The Centers for Medicare & Medicaid Services (CMS) has implemented a fundamental change to how Medicare reimburses skin substitute products, effective January 1, 2026. While framed as a payment reform, the policy change carries significant compliance and enforcement implications for wound care clinics, physicians, suppliers, and manufacturers.
For providers operating in the wound-care and regenerative medicine space, this change should be viewed as a warning sign of increased scrutiny and enforcement to come.
What Changed in Medicare Skin Substitute Reimbursement?
Under the Calendar Year (CY) 2026 Medicare Physician Fee Schedule Final Rule (CMS-1832-F), CMS eliminated the long-standing practice of reimbursing most skin substitutes under the Average Sales Price (ASP) methodology.
New Rule (Effective January 1, 2026)
CMS now reimburses most skin substitute products as “incident-to supplies”, rather than as separately payable biologics.

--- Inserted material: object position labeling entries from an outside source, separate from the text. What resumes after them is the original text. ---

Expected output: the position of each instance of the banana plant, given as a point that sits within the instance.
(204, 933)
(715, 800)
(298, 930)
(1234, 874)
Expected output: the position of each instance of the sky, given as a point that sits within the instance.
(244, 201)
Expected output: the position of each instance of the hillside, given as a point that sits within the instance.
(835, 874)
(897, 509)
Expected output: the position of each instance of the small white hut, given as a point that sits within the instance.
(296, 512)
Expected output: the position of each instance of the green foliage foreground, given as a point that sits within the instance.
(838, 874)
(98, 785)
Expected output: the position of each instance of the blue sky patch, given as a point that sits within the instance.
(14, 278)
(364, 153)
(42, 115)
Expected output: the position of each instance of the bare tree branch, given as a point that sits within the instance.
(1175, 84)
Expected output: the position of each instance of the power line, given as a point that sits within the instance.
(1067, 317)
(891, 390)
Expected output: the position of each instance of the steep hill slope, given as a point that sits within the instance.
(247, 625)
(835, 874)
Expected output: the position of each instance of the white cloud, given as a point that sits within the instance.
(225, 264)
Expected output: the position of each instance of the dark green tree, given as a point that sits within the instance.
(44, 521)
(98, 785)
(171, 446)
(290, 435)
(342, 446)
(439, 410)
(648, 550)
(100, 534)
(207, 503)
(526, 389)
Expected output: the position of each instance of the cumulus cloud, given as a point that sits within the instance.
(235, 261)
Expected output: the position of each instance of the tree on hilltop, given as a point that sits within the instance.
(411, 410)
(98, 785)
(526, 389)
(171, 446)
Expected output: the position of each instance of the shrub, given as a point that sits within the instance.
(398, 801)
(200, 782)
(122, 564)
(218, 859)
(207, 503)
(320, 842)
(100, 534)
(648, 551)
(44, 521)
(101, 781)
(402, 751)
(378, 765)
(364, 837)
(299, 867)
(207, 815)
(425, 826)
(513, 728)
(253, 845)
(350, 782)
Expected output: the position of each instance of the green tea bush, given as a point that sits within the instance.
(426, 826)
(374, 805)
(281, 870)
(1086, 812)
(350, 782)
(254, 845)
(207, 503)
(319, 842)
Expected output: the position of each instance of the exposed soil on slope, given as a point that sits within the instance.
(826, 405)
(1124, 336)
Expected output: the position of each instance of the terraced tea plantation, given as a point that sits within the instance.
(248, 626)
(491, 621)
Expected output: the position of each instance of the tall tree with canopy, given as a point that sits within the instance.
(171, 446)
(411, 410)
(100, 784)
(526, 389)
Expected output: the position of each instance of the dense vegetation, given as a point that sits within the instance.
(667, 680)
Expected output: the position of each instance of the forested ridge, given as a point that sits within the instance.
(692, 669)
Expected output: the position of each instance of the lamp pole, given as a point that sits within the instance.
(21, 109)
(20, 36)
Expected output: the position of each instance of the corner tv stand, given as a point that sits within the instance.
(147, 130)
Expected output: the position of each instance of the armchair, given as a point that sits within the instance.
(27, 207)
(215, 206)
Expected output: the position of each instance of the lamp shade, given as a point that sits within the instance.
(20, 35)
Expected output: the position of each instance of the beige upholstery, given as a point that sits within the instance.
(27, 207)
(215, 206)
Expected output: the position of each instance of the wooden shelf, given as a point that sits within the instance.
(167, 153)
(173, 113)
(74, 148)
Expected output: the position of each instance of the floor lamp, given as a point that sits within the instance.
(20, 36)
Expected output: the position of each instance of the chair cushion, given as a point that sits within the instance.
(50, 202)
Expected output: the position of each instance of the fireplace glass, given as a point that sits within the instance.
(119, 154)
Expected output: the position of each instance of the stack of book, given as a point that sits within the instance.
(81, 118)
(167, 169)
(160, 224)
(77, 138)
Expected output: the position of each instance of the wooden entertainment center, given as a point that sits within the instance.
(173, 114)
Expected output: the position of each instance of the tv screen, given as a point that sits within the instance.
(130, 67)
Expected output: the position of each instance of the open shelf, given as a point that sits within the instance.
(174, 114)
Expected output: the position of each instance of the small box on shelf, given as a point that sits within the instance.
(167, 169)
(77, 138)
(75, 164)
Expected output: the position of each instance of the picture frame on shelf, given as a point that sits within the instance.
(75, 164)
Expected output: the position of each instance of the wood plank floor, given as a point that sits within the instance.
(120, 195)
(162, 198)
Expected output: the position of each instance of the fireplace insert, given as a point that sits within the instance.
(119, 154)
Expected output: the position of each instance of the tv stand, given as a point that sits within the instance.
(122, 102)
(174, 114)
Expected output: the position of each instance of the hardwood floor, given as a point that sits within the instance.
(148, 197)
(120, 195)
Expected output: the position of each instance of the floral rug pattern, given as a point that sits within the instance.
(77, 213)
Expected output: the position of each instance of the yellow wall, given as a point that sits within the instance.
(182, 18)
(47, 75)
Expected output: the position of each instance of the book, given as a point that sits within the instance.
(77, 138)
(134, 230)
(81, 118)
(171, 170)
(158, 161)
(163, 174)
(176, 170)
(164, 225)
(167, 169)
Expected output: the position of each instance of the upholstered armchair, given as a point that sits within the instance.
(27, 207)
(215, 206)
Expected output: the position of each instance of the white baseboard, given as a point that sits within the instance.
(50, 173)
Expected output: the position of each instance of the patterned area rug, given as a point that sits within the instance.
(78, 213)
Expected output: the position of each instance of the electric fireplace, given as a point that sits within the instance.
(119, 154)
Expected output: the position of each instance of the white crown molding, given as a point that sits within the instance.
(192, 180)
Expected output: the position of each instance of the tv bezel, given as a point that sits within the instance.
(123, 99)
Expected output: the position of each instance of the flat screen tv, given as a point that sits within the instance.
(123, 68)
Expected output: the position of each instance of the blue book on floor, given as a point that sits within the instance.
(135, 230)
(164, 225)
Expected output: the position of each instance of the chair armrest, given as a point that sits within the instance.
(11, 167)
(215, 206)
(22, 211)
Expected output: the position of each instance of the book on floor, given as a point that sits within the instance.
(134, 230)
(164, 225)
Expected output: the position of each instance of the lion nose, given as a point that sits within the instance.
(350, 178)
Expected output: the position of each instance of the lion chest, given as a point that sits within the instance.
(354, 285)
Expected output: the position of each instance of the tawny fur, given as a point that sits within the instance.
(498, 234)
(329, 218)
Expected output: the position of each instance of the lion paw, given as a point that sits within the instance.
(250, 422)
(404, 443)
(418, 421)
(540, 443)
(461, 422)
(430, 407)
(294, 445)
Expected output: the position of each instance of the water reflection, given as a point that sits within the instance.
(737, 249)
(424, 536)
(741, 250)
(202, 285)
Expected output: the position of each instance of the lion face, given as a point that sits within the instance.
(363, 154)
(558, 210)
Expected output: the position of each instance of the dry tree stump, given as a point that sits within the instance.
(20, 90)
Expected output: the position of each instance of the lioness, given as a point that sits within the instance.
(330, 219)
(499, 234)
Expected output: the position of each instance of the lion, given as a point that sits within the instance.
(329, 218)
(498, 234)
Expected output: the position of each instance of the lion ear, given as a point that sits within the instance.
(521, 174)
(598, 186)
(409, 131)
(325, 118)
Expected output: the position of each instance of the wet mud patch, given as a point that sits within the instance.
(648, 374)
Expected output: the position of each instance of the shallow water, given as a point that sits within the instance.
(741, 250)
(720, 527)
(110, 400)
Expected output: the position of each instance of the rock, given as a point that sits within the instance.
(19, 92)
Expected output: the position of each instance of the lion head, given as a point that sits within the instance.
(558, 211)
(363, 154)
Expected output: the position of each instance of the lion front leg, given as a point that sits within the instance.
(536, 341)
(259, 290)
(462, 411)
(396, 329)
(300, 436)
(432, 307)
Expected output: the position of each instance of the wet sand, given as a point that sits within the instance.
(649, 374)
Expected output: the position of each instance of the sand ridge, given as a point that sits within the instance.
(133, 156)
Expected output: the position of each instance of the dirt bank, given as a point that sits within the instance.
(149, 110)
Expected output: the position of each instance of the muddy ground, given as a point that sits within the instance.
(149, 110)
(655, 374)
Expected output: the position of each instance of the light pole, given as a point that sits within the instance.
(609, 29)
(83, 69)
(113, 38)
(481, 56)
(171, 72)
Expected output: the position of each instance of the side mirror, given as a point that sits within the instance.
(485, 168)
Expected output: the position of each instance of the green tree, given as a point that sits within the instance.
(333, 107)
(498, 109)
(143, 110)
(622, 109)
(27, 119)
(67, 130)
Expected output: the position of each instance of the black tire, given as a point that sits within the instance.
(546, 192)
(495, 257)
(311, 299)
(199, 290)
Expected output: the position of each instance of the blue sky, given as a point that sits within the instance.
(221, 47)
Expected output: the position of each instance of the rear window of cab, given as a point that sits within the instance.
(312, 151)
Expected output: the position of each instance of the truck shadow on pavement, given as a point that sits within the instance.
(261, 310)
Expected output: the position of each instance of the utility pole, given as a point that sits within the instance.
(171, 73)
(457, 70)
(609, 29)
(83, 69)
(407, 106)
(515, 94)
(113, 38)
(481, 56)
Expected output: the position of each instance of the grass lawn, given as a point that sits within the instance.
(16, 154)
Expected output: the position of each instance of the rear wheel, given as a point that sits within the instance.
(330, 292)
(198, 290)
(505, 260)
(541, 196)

This change applies to skin substitutes that are:
- Not licensed as biological products under Section 351 of the Public Health Service Act, and
- Previously reimbursed under Section 1847A of the Social Security Act using ASP-based pricing.
Products that are licensed under Section 351 (i.e., true biologics with a BLA) remain eligible for ASP reimbursement.
Why CMS Made This Change
CMS cited explosive growth in Medicare spending on skin substitutes, increasing from hundreds of millions of dollars annually to billions of dollars in recent years, particularly in the outpatient and physician office settings.
CMS expressed concern about:
- Rapid product proliferation
- Wide pricing disparities
- Utilization patterns inconsistent with clinical norms
- Financial incentives driving product selection rather than medical necessity
Rather than addressing these issues through coverage determinations alone, CMS chose to reset the payment structure entirely.
The New Payment Methodology Explained
CMS now groups skin substitutes into broad categories based on regulatory status (e.g., HCT/Ps and device classifications) and reimburses them using a blended supply-based payment rate tied to the application procedure.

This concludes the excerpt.